Terminology
Every sound is composed of one or more sine waves.
From that group of sine waves, the one with the lowest frequency is called the fundamental, every other sine wave above that one is called an overtone.
Overtones that are integer multiples of the fundamental are called harmonics. The fundamental is considered a harmonic, the first harmonic, but not an overtone.
The characteristics of these overtones (like quantity, amplitude, and frequency) is what gives each sound a specific timbre. That's why a guitar and a piano sound different, even when playing the same note.
What is a "dirty" sound?
It's all about the overtones.
How many overtones. A sound with more overtones will tend to sound dirtier than one with less overtones.
Frequency of the overtones and their relation with the fundamental. From two sounds with equal quantity of overtones, the one with less harmonics (less overtones that are integer multiples of the fundamental) will tend to be perceived as dirtier.
Loudness of the overtones. The loudest overtones will have a bigger influence in the timber of a sound than the quieter ones.
So, it is about both quantity and quality.
These 3 are what I consider the most important dynamics that define the dirtiness of a sound.
There's a more in-depth, scientific, concept called auditory roughness introduced by Helmholtz in 1885 which takes other things into consideration, like amplitude fluctuations of the spectrum and pitch instability. You can read more about it here, here, and here.
Seeing and hearing overtones, dirty and clean sounds
(check your sound levels before playing these)
This is how a sine wave sounds like:
https://soundcloud.com/jcpedroza/sine-wave-in-c-523-25hz
This is how a square wave sounds like:
Both are at the same frequency (note): C 523.25Hz, but the square wave has much more overtones than the sine wave (the sine has no overtones and only one harmonic). Can you notice how the square wave is much more "dirtier" than the sine wave, which is much more "cleaner"?
Using software, we can "see" these overtones, and the waveform of the sound.
This is the waveform of a sine wave:

And here is the overtone content of a sine wave.
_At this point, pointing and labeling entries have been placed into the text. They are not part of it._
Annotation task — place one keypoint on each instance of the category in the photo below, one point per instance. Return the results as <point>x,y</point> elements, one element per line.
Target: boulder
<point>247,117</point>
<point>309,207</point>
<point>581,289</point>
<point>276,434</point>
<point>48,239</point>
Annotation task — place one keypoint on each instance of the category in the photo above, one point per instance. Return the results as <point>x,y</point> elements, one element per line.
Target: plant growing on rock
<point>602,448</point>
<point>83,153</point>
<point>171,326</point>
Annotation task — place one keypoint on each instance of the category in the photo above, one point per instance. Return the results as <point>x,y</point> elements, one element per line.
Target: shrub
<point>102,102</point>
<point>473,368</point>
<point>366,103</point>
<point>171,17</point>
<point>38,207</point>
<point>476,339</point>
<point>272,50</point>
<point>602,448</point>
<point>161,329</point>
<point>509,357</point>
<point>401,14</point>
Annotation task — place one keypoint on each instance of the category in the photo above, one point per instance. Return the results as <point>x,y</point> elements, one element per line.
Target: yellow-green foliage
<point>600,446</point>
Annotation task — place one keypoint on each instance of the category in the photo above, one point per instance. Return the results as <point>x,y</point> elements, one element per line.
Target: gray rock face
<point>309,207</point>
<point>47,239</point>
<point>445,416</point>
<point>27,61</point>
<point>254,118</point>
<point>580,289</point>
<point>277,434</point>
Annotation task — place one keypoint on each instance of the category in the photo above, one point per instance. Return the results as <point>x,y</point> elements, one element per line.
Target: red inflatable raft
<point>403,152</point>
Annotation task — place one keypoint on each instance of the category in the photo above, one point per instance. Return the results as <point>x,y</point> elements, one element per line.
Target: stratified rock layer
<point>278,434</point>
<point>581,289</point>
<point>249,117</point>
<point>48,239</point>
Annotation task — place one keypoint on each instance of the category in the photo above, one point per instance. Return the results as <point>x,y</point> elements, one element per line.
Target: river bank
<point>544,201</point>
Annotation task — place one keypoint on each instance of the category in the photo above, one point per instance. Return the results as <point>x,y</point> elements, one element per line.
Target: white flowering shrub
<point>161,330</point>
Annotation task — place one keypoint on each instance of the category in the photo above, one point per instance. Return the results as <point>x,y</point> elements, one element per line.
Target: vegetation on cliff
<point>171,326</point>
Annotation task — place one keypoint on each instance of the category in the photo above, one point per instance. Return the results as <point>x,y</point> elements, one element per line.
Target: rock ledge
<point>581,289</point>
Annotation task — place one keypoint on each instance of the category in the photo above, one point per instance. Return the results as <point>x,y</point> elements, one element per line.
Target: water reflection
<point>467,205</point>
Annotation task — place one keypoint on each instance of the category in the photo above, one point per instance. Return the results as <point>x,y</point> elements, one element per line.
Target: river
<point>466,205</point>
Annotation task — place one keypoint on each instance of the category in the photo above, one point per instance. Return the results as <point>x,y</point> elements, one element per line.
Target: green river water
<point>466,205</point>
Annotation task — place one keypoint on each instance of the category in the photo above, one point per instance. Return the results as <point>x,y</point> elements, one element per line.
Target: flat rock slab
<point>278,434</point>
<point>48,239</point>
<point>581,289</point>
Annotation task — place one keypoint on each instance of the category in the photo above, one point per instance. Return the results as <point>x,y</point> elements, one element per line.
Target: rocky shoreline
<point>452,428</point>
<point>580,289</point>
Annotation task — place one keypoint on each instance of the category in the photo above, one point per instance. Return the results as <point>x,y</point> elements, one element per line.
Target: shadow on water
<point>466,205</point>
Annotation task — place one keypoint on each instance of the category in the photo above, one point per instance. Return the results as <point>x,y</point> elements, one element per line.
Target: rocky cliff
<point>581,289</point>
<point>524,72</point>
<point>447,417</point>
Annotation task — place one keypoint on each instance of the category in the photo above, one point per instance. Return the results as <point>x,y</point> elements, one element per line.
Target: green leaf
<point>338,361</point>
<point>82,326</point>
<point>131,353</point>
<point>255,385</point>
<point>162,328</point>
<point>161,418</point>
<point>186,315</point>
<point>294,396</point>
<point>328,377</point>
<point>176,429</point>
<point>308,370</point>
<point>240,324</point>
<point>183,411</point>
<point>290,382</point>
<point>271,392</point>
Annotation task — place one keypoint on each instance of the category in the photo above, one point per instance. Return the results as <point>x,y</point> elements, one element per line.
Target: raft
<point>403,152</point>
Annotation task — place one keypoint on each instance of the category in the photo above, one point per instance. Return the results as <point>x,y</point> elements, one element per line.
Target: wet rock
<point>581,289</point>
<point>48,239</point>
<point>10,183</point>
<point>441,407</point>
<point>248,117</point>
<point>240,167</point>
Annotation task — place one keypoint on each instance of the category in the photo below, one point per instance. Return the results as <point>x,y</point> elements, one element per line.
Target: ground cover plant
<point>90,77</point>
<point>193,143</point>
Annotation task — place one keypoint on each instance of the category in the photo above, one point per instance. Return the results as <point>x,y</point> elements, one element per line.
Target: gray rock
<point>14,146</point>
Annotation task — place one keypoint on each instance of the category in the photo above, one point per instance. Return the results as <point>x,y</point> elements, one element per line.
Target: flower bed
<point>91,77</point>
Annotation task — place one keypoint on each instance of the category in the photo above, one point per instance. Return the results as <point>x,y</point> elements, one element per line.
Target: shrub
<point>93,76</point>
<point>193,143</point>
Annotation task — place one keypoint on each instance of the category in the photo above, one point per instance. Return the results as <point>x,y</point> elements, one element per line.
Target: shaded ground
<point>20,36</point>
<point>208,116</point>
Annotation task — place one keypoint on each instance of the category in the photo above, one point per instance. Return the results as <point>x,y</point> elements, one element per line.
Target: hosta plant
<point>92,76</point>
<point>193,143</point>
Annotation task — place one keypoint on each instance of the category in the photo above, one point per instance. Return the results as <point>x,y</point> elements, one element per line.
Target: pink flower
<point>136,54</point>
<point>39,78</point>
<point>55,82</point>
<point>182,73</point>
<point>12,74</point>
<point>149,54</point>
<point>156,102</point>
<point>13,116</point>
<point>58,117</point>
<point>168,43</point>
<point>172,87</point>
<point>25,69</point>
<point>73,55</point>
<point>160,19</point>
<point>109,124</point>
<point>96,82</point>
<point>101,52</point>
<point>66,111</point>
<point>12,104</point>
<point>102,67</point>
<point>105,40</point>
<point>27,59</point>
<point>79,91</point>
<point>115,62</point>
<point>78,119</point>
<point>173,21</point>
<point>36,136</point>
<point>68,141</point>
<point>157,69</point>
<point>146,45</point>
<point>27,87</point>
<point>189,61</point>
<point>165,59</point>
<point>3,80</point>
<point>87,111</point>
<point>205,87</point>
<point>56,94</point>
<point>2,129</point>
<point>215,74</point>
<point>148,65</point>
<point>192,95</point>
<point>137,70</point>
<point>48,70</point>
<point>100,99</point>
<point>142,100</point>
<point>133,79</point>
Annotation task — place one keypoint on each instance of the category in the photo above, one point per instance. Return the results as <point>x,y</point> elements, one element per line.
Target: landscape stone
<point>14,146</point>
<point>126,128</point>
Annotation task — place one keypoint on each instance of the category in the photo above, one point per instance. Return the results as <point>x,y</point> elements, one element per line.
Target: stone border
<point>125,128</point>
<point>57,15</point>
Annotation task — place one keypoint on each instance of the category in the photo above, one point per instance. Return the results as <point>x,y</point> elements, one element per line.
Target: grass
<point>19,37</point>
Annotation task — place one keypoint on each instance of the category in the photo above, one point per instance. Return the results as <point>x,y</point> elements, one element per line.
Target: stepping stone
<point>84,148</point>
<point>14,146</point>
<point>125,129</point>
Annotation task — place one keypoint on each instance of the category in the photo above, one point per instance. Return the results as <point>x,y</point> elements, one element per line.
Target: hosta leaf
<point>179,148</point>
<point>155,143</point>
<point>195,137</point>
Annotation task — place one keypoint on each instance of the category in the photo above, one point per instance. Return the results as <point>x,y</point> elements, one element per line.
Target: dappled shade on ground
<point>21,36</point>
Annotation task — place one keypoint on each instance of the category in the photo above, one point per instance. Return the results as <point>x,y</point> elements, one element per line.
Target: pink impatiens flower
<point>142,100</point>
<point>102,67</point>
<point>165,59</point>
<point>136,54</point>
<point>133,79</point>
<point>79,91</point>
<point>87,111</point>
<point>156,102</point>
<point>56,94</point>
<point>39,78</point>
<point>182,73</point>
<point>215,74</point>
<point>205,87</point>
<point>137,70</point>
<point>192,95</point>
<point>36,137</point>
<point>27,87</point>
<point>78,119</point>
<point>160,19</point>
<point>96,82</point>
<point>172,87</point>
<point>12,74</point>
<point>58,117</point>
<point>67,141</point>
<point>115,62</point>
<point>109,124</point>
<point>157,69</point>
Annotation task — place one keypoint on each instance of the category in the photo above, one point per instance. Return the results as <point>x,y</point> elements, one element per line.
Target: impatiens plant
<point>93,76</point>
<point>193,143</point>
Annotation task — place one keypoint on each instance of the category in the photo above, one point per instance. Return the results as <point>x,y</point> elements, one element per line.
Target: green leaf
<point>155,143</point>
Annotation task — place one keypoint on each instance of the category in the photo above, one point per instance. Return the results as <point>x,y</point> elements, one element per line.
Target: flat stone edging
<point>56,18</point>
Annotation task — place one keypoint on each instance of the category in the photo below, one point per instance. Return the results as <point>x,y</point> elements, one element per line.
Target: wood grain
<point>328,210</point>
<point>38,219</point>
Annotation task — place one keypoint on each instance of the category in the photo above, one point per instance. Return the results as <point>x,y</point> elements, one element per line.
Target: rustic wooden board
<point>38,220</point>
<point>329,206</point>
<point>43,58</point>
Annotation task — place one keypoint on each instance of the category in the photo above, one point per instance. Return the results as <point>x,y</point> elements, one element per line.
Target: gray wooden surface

Here we can clearly see that the sine wave has only one harmonic, the fundamental, and has no overtones. It's that peak at around 523Hz.
Now let's see the waveform of a square wave:

And the overtones of the square wave:

The square wave has many more overtones! It sounds "dirtier".
We know that the frequency of the overtones and their relation to the fundamental can also carve how dirty a sound is perceived, it's not all about the quantity.
Here we have a sound with a fundamental frequency of 500 Hz and its first 4 harmonics at 1000, 1500, 2000, and 2500 Hz, and each overtone with an amplitude of 1/n. These are integer multiples of the fundamental.
And here we have a similar sound with a fundamental of 500 Hz, with its first 4 overtones, and each overtone with an amplitude of 1/n. The only difference is that the frequency of the overtones was slightly modified. The new overtone frequencies are: 995, 1515, 2020, and 2450 Hz, they are no longer integer multiples of the fundamental.
The first sounds cleaner than the second because in the first all the overtones are harmonics, all overtones are integer multiples of the fundamental. In contrast, none of the overtones of the second sound are integer multiples of the fundamental, which translates to a dirtier sound.
Making some dirt
We can hear and see how a "clean" sound becomes "dirtier" by adding each overtone individually over time.
This is a sine wave (clean sound) turning into a square wave (dirty sound) over the period of 20 seconds, same note C 523.25Hz (WARNING, the loudness at the end is significantly higher than at the start, be careful with your local sound levels!):
Notice how the sound becomes dirtier as we add more overtones, as the sound turns from a sine wave into a square wave?
Here we can see how overtones are being added over time. From top to bottom is: at 0, 5, 10, 15, and 20 seconds:

Dirty and acoustic
This difference in overtones can be found in acoustic instruments too. Let's look at the overtones of 3 instruments: a clarinet, a piano, and a trumpet, all played in C 261.62Hz.
Clarinet:

Piano:

Trumpet:

We can see that the trumpet is much more rich in overtone content than the clarinet and the piano; the trumpet is "dirtier".